Her eyes were wide and she was hungry for more detail, so I thought it only right to feed her some.

‘And the driver must have been really really dodgy…’

‘Why?’ she leaned forward and I caught the scent of shampoo from her hair..

‘Well, he got out of his big sports car and just, like, RAN! 
Quite an old guy, at least thirty. But he couldn’t half move….
and, yeah, I’m sure he threw something while he was running....
Think it might have been a gun….’

At this point, I got up and walked away with my best approximation of an inner city swagger.

Johnny came back to school on crutches with the biggest plaster-cast any of us had ever seen.
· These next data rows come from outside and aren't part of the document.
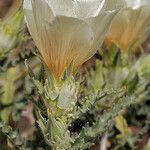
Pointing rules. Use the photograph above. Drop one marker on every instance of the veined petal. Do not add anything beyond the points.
(115, 4)
(64, 40)
(137, 3)
(62, 7)
(88, 8)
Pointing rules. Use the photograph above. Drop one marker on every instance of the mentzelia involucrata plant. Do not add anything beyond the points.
(130, 25)
(68, 31)
(10, 27)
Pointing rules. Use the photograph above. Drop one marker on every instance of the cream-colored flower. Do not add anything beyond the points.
(10, 26)
(67, 31)
(129, 27)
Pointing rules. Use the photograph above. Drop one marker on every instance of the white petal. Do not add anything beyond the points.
(137, 3)
(62, 7)
(88, 8)
(100, 25)
(64, 40)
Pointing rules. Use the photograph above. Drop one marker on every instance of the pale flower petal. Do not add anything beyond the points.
(62, 7)
(88, 8)
(62, 39)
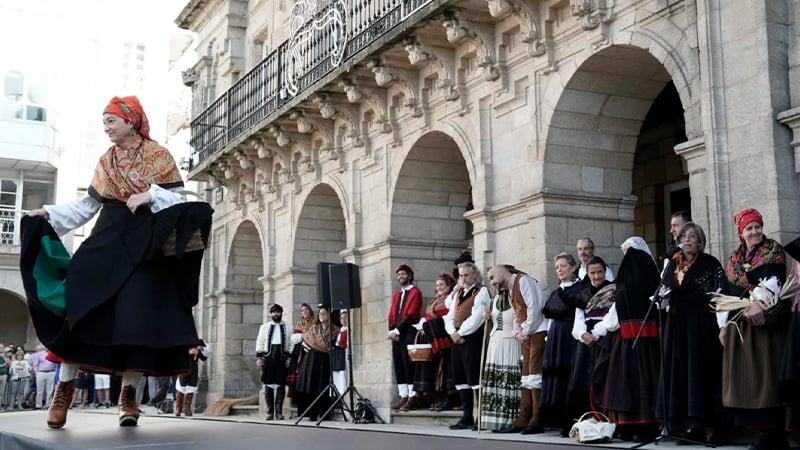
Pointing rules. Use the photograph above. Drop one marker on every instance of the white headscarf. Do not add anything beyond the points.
(637, 243)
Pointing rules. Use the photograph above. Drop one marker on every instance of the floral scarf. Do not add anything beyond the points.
(436, 308)
(119, 176)
(741, 262)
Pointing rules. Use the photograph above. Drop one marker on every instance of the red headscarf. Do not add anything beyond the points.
(448, 280)
(745, 216)
(405, 268)
(131, 110)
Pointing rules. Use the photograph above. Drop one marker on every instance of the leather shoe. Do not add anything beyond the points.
(443, 405)
(62, 398)
(412, 404)
(128, 410)
(532, 430)
(399, 403)
(509, 429)
(461, 425)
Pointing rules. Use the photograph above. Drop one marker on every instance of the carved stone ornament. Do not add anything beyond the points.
(459, 30)
(592, 13)
(531, 33)
(190, 77)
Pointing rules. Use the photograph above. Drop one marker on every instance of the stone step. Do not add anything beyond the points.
(244, 410)
(425, 417)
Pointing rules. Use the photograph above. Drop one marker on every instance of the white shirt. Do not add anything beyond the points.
(534, 303)
(609, 323)
(609, 273)
(65, 217)
(475, 319)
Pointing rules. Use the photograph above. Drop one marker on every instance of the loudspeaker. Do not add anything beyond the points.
(323, 283)
(345, 286)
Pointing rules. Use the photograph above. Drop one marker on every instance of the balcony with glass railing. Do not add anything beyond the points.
(323, 45)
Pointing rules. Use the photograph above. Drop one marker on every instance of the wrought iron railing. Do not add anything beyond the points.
(9, 225)
(325, 41)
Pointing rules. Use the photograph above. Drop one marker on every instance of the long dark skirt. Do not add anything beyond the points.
(629, 394)
(313, 378)
(127, 305)
(692, 384)
(582, 383)
(559, 358)
(273, 368)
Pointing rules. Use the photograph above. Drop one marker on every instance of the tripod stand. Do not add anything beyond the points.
(664, 392)
(351, 389)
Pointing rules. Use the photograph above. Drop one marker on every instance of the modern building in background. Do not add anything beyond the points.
(381, 132)
(56, 79)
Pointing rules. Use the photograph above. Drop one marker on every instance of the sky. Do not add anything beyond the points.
(78, 46)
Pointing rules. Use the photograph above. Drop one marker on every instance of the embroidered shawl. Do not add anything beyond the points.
(742, 261)
(117, 177)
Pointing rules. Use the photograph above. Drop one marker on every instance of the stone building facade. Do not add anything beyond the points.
(403, 131)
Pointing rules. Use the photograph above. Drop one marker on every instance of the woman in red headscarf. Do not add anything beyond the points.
(754, 342)
(430, 377)
(124, 307)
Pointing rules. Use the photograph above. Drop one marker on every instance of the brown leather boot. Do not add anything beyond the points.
(187, 405)
(524, 413)
(178, 403)
(534, 426)
(128, 410)
(62, 398)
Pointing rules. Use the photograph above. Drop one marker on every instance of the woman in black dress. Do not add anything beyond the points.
(559, 350)
(690, 396)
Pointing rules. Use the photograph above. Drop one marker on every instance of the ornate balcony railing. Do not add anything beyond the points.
(328, 35)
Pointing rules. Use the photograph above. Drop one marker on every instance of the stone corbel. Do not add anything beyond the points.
(481, 36)
(358, 94)
(329, 109)
(591, 13)
(531, 33)
(420, 54)
(321, 129)
(303, 157)
(408, 81)
(791, 118)
(232, 182)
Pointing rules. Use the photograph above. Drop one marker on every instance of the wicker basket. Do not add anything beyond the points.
(420, 352)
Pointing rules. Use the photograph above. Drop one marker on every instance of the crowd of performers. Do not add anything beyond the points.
(698, 350)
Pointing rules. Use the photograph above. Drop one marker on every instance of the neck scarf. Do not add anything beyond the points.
(118, 177)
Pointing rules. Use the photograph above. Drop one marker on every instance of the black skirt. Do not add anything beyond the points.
(127, 306)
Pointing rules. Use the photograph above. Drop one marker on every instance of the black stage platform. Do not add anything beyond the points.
(98, 429)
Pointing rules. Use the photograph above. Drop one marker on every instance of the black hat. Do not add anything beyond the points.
(793, 249)
(465, 256)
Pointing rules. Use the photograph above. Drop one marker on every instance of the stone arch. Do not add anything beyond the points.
(320, 235)
(679, 61)
(15, 322)
(238, 314)
(603, 154)
(430, 195)
(321, 231)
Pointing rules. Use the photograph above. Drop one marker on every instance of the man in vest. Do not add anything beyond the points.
(464, 322)
(403, 314)
(530, 329)
(272, 353)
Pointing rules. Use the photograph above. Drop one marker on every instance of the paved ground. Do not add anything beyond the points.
(98, 429)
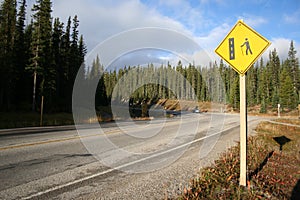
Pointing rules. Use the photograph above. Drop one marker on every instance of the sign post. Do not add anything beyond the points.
(241, 48)
(243, 131)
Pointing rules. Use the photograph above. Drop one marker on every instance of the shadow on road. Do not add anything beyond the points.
(261, 166)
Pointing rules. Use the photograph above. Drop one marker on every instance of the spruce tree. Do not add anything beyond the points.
(8, 15)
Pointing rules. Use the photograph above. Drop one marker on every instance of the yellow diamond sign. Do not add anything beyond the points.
(241, 47)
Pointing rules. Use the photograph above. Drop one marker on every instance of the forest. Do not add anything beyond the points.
(39, 62)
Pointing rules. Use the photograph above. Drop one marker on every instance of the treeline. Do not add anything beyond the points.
(269, 83)
(39, 60)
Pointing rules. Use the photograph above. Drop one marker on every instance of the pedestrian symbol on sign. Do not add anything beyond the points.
(247, 44)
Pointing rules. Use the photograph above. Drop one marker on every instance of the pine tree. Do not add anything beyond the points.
(287, 95)
(293, 66)
(41, 65)
(8, 15)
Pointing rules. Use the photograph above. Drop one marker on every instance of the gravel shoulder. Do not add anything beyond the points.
(166, 183)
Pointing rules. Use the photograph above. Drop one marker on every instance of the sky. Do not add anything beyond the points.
(206, 22)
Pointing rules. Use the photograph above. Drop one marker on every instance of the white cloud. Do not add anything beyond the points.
(99, 21)
(252, 20)
(292, 18)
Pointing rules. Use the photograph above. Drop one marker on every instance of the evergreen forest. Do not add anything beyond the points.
(39, 62)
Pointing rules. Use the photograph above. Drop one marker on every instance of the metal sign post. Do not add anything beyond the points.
(243, 131)
(241, 48)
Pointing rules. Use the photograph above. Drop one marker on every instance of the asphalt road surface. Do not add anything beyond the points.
(124, 160)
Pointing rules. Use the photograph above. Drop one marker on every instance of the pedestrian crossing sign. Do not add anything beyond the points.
(241, 47)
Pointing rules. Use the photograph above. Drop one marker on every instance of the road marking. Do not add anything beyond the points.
(71, 138)
(123, 166)
(285, 124)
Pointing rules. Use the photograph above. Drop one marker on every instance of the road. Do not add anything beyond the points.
(114, 160)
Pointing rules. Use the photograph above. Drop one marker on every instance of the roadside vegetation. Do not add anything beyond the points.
(273, 168)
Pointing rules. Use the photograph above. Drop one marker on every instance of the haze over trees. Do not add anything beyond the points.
(40, 60)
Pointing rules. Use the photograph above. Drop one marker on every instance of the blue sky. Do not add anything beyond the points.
(205, 21)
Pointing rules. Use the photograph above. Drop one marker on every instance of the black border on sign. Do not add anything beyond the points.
(255, 59)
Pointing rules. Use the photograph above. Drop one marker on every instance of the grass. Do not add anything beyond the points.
(273, 168)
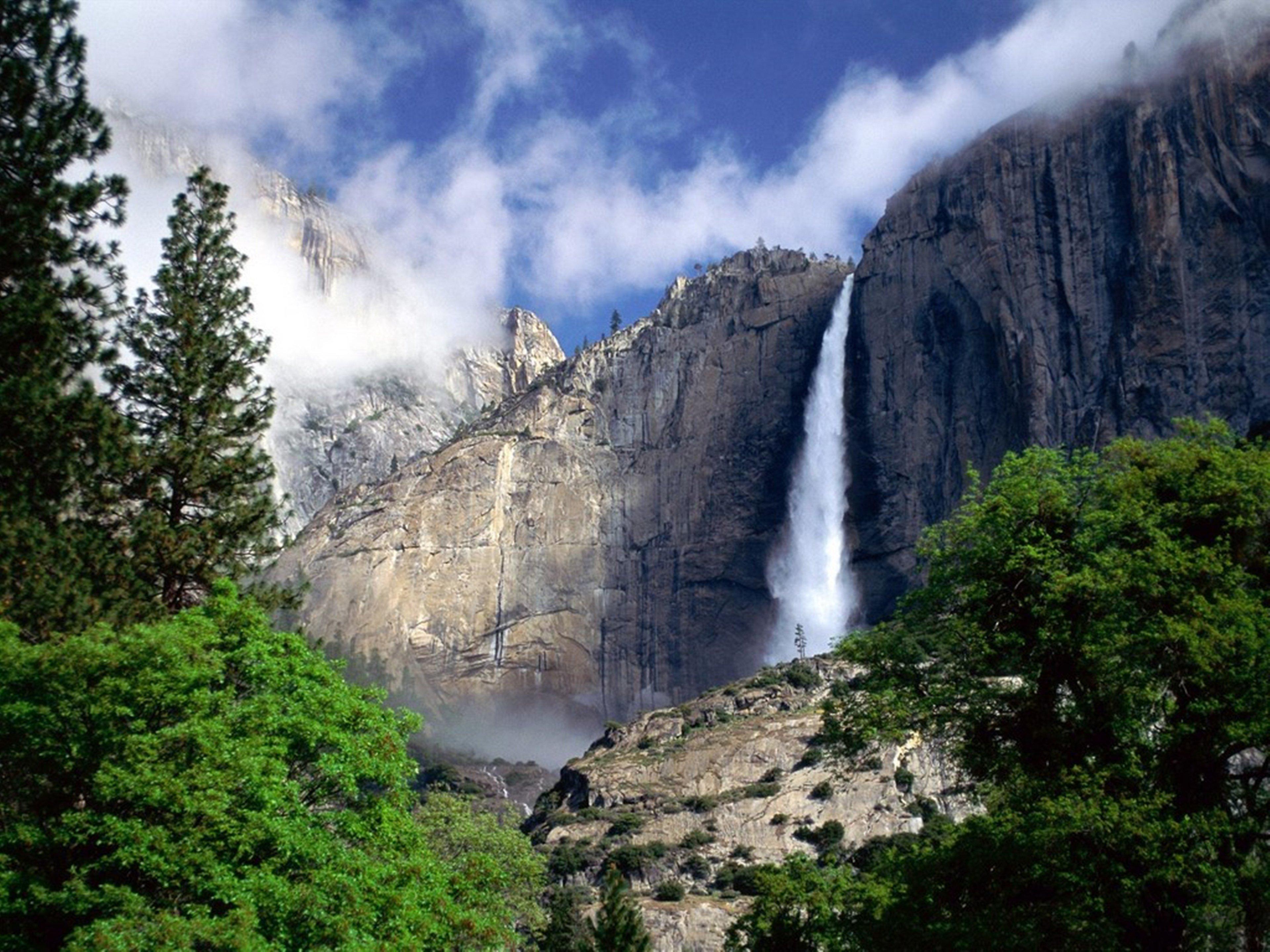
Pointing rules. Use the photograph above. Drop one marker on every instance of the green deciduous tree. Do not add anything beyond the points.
(209, 782)
(59, 438)
(195, 395)
(619, 922)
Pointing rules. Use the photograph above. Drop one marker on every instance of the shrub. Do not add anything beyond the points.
(700, 804)
(825, 837)
(567, 860)
(811, 758)
(769, 789)
(802, 676)
(668, 892)
(697, 866)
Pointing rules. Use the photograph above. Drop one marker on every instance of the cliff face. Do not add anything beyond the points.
(596, 542)
(327, 438)
(329, 435)
(1062, 281)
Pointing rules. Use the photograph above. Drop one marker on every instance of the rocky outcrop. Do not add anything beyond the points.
(1065, 280)
(597, 542)
(327, 438)
(331, 433)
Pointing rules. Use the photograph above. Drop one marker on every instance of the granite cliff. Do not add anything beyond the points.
(332, 432)
(1067, 278)
(704, 794)
(595, 544)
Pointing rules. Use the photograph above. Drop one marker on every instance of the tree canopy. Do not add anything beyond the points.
(1093, 647)
(209, 782)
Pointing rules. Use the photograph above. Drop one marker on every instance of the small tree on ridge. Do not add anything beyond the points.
(195, 394)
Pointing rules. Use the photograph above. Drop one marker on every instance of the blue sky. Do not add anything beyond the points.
(573, 157)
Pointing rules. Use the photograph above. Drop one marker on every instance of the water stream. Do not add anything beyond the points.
(810, 573)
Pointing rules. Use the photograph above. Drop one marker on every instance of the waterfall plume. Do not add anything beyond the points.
(810, 573)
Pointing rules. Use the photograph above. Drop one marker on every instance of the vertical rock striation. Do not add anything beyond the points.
(1062, 281)
(597, 541)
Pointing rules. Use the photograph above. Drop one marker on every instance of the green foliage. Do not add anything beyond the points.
(625, 824)
(210, 782)
(700, 803)
(1094, 647)
(567, 930)
(801, 908)
(695, 866)
(740, 878)
(62, 444)
(825, 837)
(802, 676)
(619, 922)
(811, 758)
(202, 492)
(695, 840)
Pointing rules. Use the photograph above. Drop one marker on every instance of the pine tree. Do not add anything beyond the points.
(195, 394)
(619, 923)
(567, 928)
(60, 440)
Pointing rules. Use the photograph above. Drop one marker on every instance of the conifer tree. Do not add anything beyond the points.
(59, 437)
(195, 395)
(619, 922)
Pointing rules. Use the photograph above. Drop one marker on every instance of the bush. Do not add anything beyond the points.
(697, 866)
(802, 676)
(738, 879)
(625, 824)
(824, 838)
(629, 860)
(670, 892)
(811, 758)
(700, 804)
(207, 776)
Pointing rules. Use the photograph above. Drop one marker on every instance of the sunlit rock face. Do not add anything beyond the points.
(596, 542)
(1062, 281)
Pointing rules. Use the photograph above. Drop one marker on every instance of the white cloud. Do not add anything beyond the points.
(238, 66)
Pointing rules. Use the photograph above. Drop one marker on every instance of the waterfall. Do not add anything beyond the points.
(810, 573)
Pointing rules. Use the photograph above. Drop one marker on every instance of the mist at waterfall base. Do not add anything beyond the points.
(810, 574)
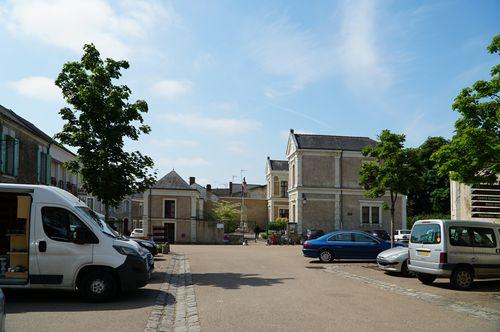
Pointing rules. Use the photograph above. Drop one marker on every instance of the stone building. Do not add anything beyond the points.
(277, 189)
(254, 209)
(323, 185)
(28, 155)
(476, 202)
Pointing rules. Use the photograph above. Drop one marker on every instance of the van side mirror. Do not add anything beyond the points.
(81, 235)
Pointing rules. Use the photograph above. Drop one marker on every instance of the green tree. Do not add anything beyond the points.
(229, 213)
(393, 170)
(433, 194)
(100, 118)
(473, 155)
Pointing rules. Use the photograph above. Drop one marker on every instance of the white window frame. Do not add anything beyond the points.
(175, 207)
(370, 205)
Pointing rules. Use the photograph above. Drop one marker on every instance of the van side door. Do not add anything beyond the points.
(486, 257)
(59, 257)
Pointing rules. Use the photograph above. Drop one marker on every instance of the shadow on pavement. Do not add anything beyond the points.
(486, 286)
(21, 301)
(234, 280)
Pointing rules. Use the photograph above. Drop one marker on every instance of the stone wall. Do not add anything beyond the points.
(318, 215)
(182, 206)
(318, 171)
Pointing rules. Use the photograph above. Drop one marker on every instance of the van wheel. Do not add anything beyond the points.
(325, 256)
(404, 269)
(462, 278)
(98, 286)
(426, 279)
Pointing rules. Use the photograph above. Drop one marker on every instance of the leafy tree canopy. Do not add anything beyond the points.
(99, 120)
(473, 155)
(393, 169)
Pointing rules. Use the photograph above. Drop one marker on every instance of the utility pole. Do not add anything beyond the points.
(243, 185)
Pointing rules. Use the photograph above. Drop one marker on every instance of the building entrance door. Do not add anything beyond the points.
(169, 230)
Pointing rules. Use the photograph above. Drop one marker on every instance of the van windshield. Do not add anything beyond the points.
(426, 234)
(92, 216)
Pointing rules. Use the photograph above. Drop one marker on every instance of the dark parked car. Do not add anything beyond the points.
(380, 233)
(149, 245)
(345, 245)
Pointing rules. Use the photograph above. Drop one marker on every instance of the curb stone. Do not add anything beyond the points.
(175, 308)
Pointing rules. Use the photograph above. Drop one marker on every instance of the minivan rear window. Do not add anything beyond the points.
(426, 234)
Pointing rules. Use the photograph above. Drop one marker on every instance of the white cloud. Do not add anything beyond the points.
(181, 162)
(38, 87)
(360, 53)
(215, 125)
(170, 143)
(351, 46)
(284, 49)
(171, 89)
(70, 24)
(238, 148)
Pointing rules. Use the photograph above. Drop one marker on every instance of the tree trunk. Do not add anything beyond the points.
(393, 203)
(106, 212)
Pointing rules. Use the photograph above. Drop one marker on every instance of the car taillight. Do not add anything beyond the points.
(443, 258)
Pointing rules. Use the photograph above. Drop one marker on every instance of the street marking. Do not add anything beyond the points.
(458, 306)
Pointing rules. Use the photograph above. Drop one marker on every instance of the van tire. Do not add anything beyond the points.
(98, 286)
(462, 278)
(425, 278)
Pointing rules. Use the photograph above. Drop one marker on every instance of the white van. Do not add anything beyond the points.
(50, 239)
(460, 250)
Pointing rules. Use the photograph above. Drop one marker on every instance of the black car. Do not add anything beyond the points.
(380, 233)
(149, 245)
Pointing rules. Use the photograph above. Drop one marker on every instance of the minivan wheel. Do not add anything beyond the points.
(462, 278)
(426, 279)
(98, 286)
(325, 256)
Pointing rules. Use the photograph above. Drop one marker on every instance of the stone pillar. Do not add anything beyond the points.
(193, 218)
(337, 171)
(337, 211)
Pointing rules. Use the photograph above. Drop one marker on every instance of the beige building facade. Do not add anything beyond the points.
(277, 189)
(323, 186)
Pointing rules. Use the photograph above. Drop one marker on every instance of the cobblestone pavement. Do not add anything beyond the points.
(175, 308)
(458, 306)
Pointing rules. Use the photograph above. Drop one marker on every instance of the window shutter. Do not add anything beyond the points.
(49, 164)
(38, 165)
(16, 157)
(3, 151)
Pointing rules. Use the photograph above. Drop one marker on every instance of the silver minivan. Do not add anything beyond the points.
(460, 250)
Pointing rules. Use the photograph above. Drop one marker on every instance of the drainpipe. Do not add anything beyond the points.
(150, 226)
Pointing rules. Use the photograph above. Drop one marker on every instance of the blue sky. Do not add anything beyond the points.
(226, 80)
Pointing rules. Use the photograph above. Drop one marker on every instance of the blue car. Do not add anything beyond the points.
(345, 245)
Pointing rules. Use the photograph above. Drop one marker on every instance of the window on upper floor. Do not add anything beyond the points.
(284, 189)
(9, 156)
(370, 214)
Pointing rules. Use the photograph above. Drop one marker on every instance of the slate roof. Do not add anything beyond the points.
(172, 181)
(22, 122)
(327, 142)
(279, 165)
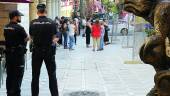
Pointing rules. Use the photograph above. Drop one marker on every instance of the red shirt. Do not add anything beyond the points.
(96, 30)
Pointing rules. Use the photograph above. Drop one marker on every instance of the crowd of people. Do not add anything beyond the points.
(70, 28)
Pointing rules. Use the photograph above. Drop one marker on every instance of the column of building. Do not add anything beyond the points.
(53, 8)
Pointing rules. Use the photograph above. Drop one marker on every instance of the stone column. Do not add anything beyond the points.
(49, 8)
(33, 10)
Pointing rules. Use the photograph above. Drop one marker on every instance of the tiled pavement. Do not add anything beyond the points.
(103, 73)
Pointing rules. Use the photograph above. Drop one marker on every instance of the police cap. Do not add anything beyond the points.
(41, 7)
(14, 13)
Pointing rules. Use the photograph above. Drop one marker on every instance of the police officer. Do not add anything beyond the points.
(43, 33)
(15, 42)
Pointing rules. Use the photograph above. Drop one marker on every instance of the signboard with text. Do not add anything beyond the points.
(17, 1)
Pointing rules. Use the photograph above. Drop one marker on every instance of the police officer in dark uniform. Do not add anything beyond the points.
(43, 34)
(15, 42)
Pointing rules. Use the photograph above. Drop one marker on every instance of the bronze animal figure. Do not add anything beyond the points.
(156, 50)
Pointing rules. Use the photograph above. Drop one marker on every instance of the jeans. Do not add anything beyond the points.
(71, 42)
(65, 39)
(15, 64)
(102, 42)
(38, 56)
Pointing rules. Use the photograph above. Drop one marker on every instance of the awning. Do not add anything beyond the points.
(17, 1)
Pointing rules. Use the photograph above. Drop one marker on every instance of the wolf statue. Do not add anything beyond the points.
(156, 50)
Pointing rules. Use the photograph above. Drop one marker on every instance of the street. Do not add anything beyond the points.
(83, 72)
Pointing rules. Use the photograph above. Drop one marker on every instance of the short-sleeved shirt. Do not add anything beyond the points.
(42, 31)
(15, 35)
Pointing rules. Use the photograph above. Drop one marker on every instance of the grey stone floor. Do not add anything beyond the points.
(85, 73)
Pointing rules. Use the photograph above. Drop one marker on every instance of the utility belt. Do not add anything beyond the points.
(44, 49)
(21, 49)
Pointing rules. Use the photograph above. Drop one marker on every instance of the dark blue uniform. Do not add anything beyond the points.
(15, 36)
(42, 31)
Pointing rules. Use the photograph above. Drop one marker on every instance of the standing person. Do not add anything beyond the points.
(76, 20)
(15, 42)
(102, 36)
(88, 32)
(64, 30)
(96, 33)
(106, 37)
(43, 34)
(76, 32)
(58, 25)
(71, 33)
(83, 26)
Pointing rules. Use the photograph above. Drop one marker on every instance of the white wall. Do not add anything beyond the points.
(24, 8)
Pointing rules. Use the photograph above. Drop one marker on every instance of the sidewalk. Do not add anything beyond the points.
(95, 73)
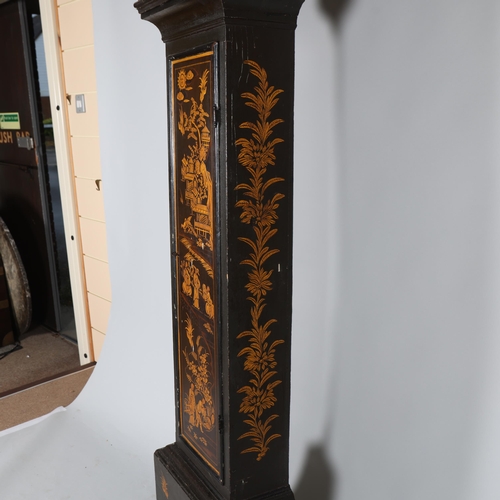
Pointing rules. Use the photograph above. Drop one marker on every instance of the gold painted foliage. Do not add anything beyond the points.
(260, 211)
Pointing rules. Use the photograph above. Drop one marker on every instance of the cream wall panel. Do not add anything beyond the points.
(90, 201)
(86, 157)
(97, 341)
(94, 239)
(97, 274)
(76, 25)
(84, 124)
(99, 312)
(79, 70)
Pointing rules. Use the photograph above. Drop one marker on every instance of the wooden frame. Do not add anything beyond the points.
(48, 15)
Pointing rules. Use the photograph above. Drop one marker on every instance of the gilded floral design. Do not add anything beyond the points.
(259, 210)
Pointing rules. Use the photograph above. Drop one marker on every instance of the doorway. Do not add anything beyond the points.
(30, 202)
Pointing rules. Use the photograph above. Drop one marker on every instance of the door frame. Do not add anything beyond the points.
(60, 122)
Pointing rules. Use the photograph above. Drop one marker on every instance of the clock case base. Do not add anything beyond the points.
(176, 479)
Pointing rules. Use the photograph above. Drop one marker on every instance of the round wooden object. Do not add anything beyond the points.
(17, 281)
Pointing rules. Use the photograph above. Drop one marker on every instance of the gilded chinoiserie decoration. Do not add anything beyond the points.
(164, 486)
(259, 209)
(194, 168)
(199, 404)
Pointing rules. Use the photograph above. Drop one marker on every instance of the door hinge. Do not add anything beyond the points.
(25, 143)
I rehearsed him on my enhanced version of the story and we were the talk of the yard - for about a week. 

Everybody signed his cast - even some of the teachers.  Some of our teachers were nuns. I don't think any of the nuns signed the cast. That was a shame. That would have created a photo opportunity worthy of a quirky 'Get Well Soon' card.

I think Johnny got a taste for the attention. I remember he suffered at least two more broken limbs while at school - one of which was an arm broken in the still spinning drum of a spin drier. I still don't quite understand how he achieved that, but the girls didn't ask too many questions - they just queued up to sign his cast.